The first term performs "environment-independent" alignment, while the second (weight \(\lambda\)) preserves the coverage and diversity of standard CLIP pre-training. This single-stage objective is equivalent to IRM under Theorem 5, avoiding bi-level optimization while maintaining invariant prediction guarantees.

3. CLIP-IRM Process Reward + GRPO: Transforming Invariant Alignment into Step-wise Reward

To transfer invariance to reasoning, the authors use a sliding window-coupled decoder-encoder. An MLLM decoder \(\pi_\theta\) generates tokens autoregressively. At step \(k\), a window \(t_{k-w+1:k}\) is fed into the CLIP text encoder \(g\) to get \(h^{(tex)}_k\), which is then used to calculate a vocabulary-constrained InfoNCE score against image features \(v^{(img)}=f(x^{(img)})\) as a process reward:

\[r^{(proc)}_k \triangleq \ell_{InfoNCE}(v^{(img)}, h^{(tex)}_k; V) - \alpha\,\ell_{env}(t_{k-w+1:k}; E)\]

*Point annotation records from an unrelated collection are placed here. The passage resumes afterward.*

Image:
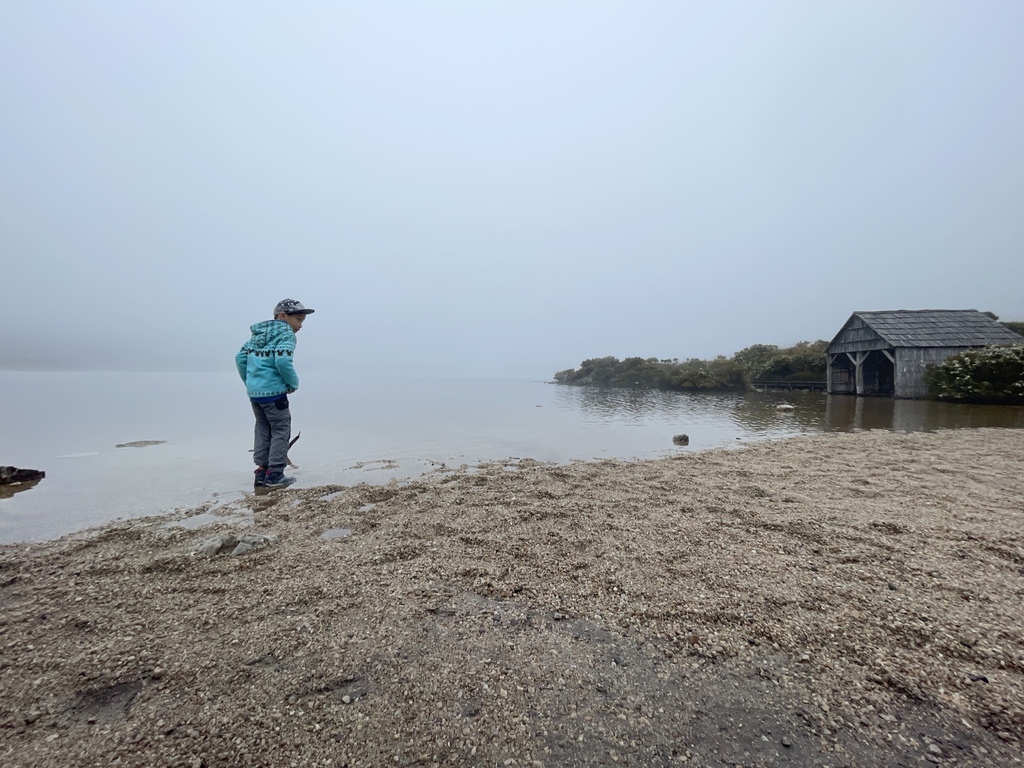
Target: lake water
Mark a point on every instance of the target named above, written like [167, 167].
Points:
[367, 430]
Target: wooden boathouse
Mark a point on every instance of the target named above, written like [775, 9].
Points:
[885, 353]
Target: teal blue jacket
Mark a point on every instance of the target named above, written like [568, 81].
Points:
[264, 363]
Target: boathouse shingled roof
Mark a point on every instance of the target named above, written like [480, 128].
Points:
[938, 328]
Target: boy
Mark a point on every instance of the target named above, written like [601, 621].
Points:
[265, 366]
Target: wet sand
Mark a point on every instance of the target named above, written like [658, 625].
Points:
[842, 599]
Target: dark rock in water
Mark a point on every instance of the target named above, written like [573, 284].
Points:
[9, 475]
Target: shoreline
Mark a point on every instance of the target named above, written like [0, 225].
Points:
[841, 598]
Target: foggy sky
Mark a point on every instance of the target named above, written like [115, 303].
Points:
[500, 187]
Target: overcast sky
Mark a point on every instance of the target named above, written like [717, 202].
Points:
[500, 187]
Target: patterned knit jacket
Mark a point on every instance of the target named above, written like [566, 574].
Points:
[265, 361]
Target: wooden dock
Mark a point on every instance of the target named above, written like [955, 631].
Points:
[790, 386]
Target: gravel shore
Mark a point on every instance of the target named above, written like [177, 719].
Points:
[836, 600]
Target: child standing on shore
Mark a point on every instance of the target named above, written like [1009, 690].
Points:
[265, 365]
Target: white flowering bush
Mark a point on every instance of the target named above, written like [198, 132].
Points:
[982, 375]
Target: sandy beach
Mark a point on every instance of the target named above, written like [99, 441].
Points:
[836, 600]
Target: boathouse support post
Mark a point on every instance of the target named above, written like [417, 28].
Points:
[858, 359]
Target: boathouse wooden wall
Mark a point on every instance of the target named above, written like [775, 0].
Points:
[886, 352]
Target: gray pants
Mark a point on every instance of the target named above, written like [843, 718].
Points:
[273, 431]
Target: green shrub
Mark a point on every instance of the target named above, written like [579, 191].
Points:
[985, 375]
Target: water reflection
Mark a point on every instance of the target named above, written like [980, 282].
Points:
[759, 413]
[846, 413]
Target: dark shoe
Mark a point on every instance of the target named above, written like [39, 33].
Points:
[275, 479]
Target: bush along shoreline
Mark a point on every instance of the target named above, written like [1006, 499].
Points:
[803, 361]
[987, 375]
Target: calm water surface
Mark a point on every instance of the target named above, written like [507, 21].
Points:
[368, 430]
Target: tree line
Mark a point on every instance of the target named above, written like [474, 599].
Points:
[805, 360]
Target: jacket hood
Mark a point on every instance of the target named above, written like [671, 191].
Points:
[270, 335]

The first term encourages tokens to fall into the class-related subspace and align with the image, while the second penalizes overlap with environment tokens. By maximizing \(r^{(proc)}_k\) via GRPO, the policy is guided to satisfy IRM-style invariance. The total reward \(R(\tau)\) combines this with task rewards \(r^{(task)}_k\).

Loss & Training¶

Understanding: Eq. 11 dual-path InfoNCE (Vocab-supervised path \(D^{(K)}_V\) + standard path \(D^{(K)}\)). CLIP-IRMv1 uses ViT-B/16; CLIP-IRMv2 uses ViT-L/14.
Reasoning: Base Qwen2.5-VL-7B-Instruct, optimized via GRPO. Rewards include \(r^{(task)}_k\) (accuracy/format) and \(\lambda_{proc}r^{(proc)}_k\). Training sets include Geometry3K and MMK12, converted to free-response to prevent reward hacking.

Key Experimental Results¶

Main Results: Zero-shot OOD Generalization (Table 1, Accuracy)¶

Comparison on five domain generalization benchmarks:

Method	PACS	VLCS	OfficeHome	NICO++	DomainNet	Avg
ERM	85.8	78.4	68.0	79.6	47.4	71.8
IRM	84.7	78.1	68.2	79.7	47.3	71.6
CLIP	97.7	73.4	85.4	88.7	76.7	83.4
GPT-4V	96.9	87.2	84.8	88.0	74.8	86.3
Gemini	98.7	83.2	89.7	89.7	75.9	87.4
CLIP-IRMv1	95.1	78.8	83.9	87.7	72.7	83.6
CLIP-IRMv2	98.6	83.3	88.3	91.8	78.1	88.0

CLIP-IRMv2 outperforms all foundation models, leading non-closed-source models by >4.6%, and surpassing GPT-4V/Gemini on difficult sets like NICO++ and DomainNet.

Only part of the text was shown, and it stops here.